With the global political elite mostly absent,
WEF is this year choosing to focus on rising CEO numbers.
Among 2,700 participants in official WEF sessions,
“we’re likely to surpass the old record from 2020 with 600 global CEOs —
including 1,500 C-suite level overall,” said WEF’s head of digital and
marketing George Schmitt, who added that 80 of the CEOs are first-timers in
Davos.
Those who
claim Davos is dead are yet to be proven right, but WEF’s critics now spread
beyond the activist world who have long disparaged the juxtaposition of private
jet opulence with hand-wringing panels about global poverty.

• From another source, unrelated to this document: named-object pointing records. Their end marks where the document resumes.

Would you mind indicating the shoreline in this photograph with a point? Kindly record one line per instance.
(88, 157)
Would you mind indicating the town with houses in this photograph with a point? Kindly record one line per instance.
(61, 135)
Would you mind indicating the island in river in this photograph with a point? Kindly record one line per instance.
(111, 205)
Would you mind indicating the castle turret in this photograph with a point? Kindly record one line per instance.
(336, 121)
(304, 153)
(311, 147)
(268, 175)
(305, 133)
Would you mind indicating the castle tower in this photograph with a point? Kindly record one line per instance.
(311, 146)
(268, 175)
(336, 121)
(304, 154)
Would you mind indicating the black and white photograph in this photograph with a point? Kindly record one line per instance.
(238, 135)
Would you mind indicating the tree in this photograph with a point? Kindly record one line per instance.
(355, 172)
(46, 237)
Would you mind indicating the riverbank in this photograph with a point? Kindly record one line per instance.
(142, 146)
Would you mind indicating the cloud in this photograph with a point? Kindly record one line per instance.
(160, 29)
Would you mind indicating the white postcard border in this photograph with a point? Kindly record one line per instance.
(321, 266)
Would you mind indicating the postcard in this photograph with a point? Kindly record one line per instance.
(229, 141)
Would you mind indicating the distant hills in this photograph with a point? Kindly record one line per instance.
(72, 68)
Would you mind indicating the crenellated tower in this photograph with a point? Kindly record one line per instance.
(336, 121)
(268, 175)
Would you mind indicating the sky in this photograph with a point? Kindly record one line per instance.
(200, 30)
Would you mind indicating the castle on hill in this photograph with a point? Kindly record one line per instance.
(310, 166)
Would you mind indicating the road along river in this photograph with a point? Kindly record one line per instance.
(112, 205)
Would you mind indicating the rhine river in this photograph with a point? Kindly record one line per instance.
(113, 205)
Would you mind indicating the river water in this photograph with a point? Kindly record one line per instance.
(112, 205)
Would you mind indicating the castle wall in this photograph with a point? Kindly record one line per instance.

WEF would attract even globalization’s strongest
skeptics: from U.S. President Donald Trump to former Brazilian President Jair
Bolsonaro and climate campaigner Greta Thunberg | Jim Watson/AFP via Getty
Images
The U.S.
delegation includes cabinet members such as climate envoy John Kerry, who will camp out in Davos for most of the week, but
others such as Treasury Secretary Janet Yellen are skipping.
It’s not that
Yellen has better things to do at home: She’s embarking on an 11-day trip
with stops in Senegal, Zambia and South
Africa, with no
time for Davos.
Nobel Peace
Prize winner Beatrice Fihn, who
campaigns to eliminate nuclear weapons, said she “genuinely had forgotten that
Davos is still happening.”
“The format seems slightly dated now. The private jets and
oligarch parties are no longer in step with modern biz [business] life,” said
Scott Colvin, a Davos veteran who is now public affairs director at Aviva. “The
events around COP [the U.N.’s annual climate summit] now feel a bigger deal,
given their focus on a specific global policy objective,” he added.
WEF is a
victim of its own success and stuck in a demographic bind.
The forum’s
operating model requires it to provide a place for the world’s most powerful
and influential people to talk.
In 2020
Bloomberg calculated 119
billionaires joined the party, with a combined net worth of more than $500
billion.
WEF’s efforts to bring the uber-elite
together is a stark annual reminder that they don’t look like the rest of
us.
The best ratio of female participants in
WEF’s 52-year history of in-person gatherings was 24 percent, in
2020.
Despite years of exhortations and incentives for members to bring more female colleagues, the number often hovers in the range of 18 percent to 20 percent. A WEF spokesperson said that 42 percent of speakers this year will be women.
WEF aims for global reach — but often lands in the middle of the Atlantic instead.
This year Europe is supplying the most
political leaders, while the U.S. corporate delegation will once again massively
outweigh the others. The 700 Americans participating this year outnumber
the Chinese delegation roughly 20 to 1.